The Secondary Curriculum

·        In secondary education, regression analysis can be applied to various subject matters from Algebra to AP Statistics.  The topic can be covered in as much or as little detail as the teacher decides.

·        From basic Algebra: 

o       In Algebra, the students typically learn how to plot points and create a scatter plot, and then learn how to approximate a best fit line by eyeballing their data and calculating the slope. 

o       They will learn if the slope is positive or negative, and this can be identified as the relationship between the two variables.

o       They will learn to extrapolate data by predicting future or past data values using their equation.

·        To advanced Statistics: 

o       In an elementary or advanced statistics course, students will learn about correlation, the correlation coefficient, hypothesis testing for a correlation coefficient, and about correlation and causation. 

o       Then, the students will examine regression lines, and applications of regression lines. 

o       Finally, the unit can be extended to include the coefficient of determination, the standard error of estimate, and prediction intervals. 

·        In either case: 

o       Students will learn a basic understanding of positive correlation and negative correlation and how to identify trends in the data.

o       Interpolation and extrapolation will be identified by equation or using technology.

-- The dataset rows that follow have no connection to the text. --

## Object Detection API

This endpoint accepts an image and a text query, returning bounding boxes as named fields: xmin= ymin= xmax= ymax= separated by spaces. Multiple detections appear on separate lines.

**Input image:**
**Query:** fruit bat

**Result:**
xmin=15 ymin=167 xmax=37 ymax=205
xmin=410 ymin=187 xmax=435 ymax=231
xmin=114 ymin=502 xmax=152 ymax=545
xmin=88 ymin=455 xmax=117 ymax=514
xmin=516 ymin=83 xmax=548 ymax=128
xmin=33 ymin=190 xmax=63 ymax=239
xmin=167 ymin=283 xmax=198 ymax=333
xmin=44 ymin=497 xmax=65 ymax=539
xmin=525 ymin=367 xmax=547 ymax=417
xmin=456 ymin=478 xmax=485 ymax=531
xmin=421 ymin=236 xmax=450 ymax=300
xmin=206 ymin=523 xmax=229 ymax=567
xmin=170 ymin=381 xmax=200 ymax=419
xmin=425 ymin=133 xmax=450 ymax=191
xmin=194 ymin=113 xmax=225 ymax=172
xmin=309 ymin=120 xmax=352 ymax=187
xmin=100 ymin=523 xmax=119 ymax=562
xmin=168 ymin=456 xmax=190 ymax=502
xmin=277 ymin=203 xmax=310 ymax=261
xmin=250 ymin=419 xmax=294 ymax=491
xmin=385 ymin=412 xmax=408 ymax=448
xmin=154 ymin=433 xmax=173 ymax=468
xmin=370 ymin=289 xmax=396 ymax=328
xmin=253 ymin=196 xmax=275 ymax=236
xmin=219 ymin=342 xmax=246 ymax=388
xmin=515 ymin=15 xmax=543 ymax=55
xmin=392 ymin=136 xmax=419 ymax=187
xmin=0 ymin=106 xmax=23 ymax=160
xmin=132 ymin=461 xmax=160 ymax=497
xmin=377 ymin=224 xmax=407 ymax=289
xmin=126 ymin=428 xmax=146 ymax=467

o       The greater the depth of the unit, the more information the students will need about regression analysis and how to calculate correlation on a computer or graphing calculator.

 

Appendix: Terminology for the Novice

 

Regression:  Galton's original regression concept considered the variance of both variables; however, the word "regression" later became synonymous with the least squares method, which assumes the X values are fixed. 

In statistics, regression refers to the technique used to explain and/or predict the relationship between the data points.

 

Least Squares:  The name "least square" comes from the process of defining a trend line. The line is adjusted until the sum of the squares of the y deviations from the line (shown above in blue) is as small as possible. 

 

Interpolation:  Often experimental results are available for selected conditions, but values are needed for intermediate conditions.  The estimation of such intermediate values is called interpolation.

 

Extrapolation:  Extrapolation is the extension of such data beyond the range of the measurements.  However, extrapolation must be used carefully, as trying to predict data values too far away from the last data point, may result in unrealistic results.

 

                                                                                                THE END!